Sign of a New Day (Matt. 11:2-6)
From his prison cell, John the Baptist sent an urgent message to Jesus: "Are you the one who was to come, or should we expect someone else?" (Matt. 11:3, NIV). For the reader of the Gospels, it is a surprising and unexpected question. Was this not the same John who so confidently announced the Messiahship of Jesus at the Jordan (John 1:29-36)? And why would he raise the question precisely after he had "heard in prison what Christ was doing" (Matt. 11:2, NIV)? What is important for our study here, however, is Jesus' response: "Go back and report to John what you hear and see: The blind receive sight, the lame walk, those who have leprosy are cured, the deaf hear, the dead are raised, and the good news is preached to the poor" (vss. 4, 5, NIV).
Jesus' coded message to John was that His ministry was the sign of a new day dawning; the Messiah had, indeed, arrived. Surely in the back of Jesus' mind as He spoke were the glorious Messianic prophecies in the book of Isaiah, among others.
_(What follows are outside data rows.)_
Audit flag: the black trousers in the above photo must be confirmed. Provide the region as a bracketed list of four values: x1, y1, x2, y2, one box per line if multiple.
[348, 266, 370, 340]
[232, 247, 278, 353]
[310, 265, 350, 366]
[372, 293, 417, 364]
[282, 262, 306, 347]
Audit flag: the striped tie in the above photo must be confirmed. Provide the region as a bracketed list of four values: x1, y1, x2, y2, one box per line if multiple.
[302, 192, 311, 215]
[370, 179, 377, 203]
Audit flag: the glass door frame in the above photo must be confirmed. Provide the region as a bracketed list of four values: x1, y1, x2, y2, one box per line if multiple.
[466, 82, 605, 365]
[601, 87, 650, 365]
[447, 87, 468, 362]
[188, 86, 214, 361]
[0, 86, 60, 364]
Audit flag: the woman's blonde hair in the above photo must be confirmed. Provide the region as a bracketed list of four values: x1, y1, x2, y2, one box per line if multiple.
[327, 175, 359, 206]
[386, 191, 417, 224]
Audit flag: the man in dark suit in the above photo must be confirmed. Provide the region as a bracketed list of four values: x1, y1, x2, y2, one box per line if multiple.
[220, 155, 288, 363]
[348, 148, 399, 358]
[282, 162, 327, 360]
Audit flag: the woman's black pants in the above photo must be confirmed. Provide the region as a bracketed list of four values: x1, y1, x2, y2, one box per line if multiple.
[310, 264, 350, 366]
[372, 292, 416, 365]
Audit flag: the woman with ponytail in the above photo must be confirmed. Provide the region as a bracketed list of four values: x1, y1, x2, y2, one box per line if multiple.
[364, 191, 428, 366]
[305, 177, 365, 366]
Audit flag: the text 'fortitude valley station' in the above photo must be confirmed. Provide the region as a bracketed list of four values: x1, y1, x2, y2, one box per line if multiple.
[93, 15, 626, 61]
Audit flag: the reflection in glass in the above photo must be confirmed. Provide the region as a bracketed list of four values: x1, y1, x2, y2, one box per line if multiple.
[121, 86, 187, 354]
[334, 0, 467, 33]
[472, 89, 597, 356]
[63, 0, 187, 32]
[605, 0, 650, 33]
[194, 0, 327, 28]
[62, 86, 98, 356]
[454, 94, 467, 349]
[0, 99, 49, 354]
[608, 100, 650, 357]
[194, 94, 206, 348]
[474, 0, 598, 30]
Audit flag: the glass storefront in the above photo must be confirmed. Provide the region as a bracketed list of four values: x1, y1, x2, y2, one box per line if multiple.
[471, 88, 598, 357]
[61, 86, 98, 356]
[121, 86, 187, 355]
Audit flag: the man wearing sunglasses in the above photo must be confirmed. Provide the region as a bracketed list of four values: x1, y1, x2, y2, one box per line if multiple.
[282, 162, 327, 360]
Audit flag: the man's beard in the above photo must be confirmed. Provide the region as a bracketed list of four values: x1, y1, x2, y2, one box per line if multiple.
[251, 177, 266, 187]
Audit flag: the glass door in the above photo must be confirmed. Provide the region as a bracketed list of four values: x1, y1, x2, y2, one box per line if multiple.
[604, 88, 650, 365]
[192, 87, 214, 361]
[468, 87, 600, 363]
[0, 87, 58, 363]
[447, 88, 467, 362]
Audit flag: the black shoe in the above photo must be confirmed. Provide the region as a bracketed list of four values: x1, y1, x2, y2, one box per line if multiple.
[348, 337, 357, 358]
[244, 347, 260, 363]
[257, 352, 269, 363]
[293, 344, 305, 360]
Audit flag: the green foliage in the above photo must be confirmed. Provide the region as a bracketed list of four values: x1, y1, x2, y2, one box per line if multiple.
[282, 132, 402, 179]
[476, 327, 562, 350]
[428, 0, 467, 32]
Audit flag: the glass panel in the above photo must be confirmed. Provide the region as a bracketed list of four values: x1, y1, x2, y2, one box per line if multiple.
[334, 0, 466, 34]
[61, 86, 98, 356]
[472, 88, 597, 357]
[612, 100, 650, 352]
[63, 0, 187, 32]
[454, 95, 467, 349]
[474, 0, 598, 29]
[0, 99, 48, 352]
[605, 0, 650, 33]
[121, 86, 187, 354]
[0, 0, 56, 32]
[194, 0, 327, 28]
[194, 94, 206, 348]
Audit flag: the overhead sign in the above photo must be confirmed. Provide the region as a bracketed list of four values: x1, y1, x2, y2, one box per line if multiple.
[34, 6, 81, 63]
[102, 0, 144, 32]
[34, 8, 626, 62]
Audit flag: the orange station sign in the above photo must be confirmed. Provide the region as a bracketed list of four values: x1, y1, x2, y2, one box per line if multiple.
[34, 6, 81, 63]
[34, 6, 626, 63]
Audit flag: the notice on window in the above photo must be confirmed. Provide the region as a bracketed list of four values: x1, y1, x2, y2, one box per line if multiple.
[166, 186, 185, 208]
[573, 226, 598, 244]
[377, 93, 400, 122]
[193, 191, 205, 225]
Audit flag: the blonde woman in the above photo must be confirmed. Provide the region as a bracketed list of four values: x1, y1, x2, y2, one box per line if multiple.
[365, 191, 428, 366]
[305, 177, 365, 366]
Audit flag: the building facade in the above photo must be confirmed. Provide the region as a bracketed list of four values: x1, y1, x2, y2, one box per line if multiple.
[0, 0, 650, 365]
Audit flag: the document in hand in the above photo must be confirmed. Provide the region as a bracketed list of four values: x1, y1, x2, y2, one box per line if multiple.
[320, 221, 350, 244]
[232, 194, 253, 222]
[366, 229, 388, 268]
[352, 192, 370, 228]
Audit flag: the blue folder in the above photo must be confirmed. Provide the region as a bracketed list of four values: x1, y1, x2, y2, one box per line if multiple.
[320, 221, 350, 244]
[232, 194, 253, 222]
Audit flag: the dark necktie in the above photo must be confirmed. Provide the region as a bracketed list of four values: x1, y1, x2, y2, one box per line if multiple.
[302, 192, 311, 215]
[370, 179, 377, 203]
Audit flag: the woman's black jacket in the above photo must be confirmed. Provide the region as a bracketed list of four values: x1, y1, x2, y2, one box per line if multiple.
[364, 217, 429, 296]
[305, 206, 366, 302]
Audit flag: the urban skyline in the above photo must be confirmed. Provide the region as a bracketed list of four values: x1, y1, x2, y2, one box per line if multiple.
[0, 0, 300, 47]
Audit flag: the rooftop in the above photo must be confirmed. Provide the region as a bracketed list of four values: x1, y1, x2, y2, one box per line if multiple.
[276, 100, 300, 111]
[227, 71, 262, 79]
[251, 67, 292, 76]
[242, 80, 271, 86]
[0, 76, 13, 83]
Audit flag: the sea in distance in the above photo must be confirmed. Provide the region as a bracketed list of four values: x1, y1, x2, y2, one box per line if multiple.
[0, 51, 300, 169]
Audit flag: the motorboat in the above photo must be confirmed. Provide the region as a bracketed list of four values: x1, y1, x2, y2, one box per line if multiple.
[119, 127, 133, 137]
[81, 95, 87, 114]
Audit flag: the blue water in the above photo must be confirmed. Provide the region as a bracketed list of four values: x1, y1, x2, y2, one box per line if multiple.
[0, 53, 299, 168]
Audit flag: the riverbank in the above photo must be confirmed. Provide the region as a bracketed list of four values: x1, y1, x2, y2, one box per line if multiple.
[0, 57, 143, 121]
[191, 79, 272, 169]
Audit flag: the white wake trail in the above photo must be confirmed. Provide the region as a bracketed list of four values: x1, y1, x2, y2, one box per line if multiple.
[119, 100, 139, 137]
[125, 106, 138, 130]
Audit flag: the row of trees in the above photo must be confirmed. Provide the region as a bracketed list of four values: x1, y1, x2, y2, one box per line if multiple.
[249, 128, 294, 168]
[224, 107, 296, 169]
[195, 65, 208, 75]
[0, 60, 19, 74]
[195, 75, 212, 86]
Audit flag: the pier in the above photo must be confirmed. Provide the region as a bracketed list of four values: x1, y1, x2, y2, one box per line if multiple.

Read Isaiah 29:18, 19; 35:5, 6; 61:1-3. How do these passages relate to Jesus' ministry? Why do you think John and others were so slow to catch on?
The idea of Jesus' ministry as a fulfillment of prophecy and the dawning of the Messianic age comes through clearly in Matthew's own interpretation of events, in the way he anchors Jesus' activities in the broader, Messianic context: "This was to fulfill what was spoken through the prophet Isaiah: 'He took up our infirmities and carried our diseases'" (Matt. 8:17, NIV; citing Isa. 53:4). We see this same idea playing out in Matthew's summary description of Jesus' overall ministry: "Jesus went through all the towns and villages, teaching in their synagogues, preaching the good news of the kingdom and healing every disease and sickness. When he saw the crowds, he had compassion on them, because they were harassed and helpless, like sheep without a shepherd" (Matt. 9:35, 36, NIV; see also Matt. 4:23-25).
Looking back, we marvel at how John and others could have been so slow to see who Jesus was. Of course, hindsight is always very clear. What about us today? How might we be just as blind to what should be obvious truths? More important, how can we change?